• Question: Prof. Stephen Hawking and Roger Penrose proved that time began at the moment of singularity. But if there are many universes then, there will be many singularities. Is it that the time of each universe started at its moment of singularity? What is actually time?(I have spend a lot of time thinking about time, so what is it???)

    Asked by rajathjackson to Chris, Dave, David, Fiona, Jack on 19 Jun 2013.
    • Photo: David Freeborn

      David Freeborn answered on 19 Jun 2013:


      Hi rajathjackson,

      This is another really interesting question.

      You’re right, Hawking and Penrose proved time began at a singularity. If we live in a multiverse of many Universes, then yes, each one begins at a singularity. If the Universe is going to end with a “big crunch”, all of matter collapsing back in on itself in a black hole (this is one possible fate of the Universe), then it will end with a singularity too. Time and space will both have an end at that point. It could be that we live in a multiverse of Universes, each with their space and time starting and ending at points of singularity like this.

      Some physicists think the Universe keeps going through cycles of big bang and big crunch. The Universe collapses in on itself in a singularity, and then expands outwards. But at that one moment of the singularity itself, time and space would lose meaning.

      Physicists are still unsure about what time actually is. Einstein’s equations of special relativity suggest that time is perfectly symmetrical with space, so the best way to treat time is as another dimension, just like space. When I’m working on a day-to-day basis, I treat time and space exactly the same way in all my equations. Clearly time and space and very closely linked.

      We often think of the space as the Universe as curved. Some physicists in the past that time was curved too, so eventually we would arrive back at the beginning of the Universe. But we now know time begins at a singularity, as you said. So we can never reach that original point.

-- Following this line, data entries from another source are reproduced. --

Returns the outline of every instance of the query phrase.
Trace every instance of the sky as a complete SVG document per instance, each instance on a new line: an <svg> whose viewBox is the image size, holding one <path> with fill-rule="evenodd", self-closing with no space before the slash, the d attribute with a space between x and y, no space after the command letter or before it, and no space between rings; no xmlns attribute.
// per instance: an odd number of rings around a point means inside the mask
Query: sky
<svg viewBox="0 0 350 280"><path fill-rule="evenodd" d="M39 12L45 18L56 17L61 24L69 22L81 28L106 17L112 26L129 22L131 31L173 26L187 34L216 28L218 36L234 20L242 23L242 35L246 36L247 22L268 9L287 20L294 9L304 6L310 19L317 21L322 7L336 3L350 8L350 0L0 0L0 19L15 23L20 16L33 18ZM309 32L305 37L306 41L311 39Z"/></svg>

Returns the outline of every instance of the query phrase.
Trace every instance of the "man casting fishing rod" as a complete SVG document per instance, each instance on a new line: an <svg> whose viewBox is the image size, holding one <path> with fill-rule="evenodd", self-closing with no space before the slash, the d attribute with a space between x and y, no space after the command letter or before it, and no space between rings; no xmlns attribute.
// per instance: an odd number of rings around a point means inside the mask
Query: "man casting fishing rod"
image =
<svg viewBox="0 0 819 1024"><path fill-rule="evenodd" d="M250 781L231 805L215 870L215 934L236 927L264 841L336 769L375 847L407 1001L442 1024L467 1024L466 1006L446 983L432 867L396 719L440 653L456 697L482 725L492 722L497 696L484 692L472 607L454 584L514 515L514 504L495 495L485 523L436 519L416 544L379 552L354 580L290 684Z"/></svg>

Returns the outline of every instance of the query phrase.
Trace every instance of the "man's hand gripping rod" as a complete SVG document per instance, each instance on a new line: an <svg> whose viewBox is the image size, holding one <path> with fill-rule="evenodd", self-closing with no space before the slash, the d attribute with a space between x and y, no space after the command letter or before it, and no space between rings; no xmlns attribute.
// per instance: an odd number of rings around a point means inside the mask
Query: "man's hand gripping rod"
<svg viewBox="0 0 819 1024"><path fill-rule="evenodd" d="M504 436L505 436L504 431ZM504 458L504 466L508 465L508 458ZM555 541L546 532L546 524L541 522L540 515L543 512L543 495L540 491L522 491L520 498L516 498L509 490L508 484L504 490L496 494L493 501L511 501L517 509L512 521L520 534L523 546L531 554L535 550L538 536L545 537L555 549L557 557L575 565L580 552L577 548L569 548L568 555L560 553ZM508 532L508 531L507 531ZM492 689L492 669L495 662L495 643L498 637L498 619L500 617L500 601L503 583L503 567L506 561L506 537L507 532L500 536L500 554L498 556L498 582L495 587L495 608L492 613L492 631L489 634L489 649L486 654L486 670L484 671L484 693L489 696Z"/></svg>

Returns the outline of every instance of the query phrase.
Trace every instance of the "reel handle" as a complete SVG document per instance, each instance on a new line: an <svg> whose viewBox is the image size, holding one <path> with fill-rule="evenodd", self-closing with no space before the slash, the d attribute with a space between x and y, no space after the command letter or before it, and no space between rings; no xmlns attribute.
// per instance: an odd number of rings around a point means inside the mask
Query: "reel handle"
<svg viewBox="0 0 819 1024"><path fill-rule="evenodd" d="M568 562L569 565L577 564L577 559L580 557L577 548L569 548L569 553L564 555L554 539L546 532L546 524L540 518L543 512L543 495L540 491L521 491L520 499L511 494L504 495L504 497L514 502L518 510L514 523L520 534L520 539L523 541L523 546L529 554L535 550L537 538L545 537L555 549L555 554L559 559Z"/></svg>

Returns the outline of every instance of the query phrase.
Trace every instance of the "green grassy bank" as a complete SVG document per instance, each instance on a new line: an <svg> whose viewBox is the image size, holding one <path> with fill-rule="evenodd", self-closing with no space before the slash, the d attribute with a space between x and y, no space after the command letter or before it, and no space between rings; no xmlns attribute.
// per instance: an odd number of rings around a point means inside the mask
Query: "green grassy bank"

      There’s a lot of debate about “why” the dimension of time is different to the dimension of space. A lot of physicists think that the early Universe was for some reason the early Universe was in a very, very improbable, highly ordered state, and ever since then it has slowly been becoming more disordered, moving to a more probable state. They think this is why it feels like “time” has a direction and space doesn’t, and this is the difference between time and space.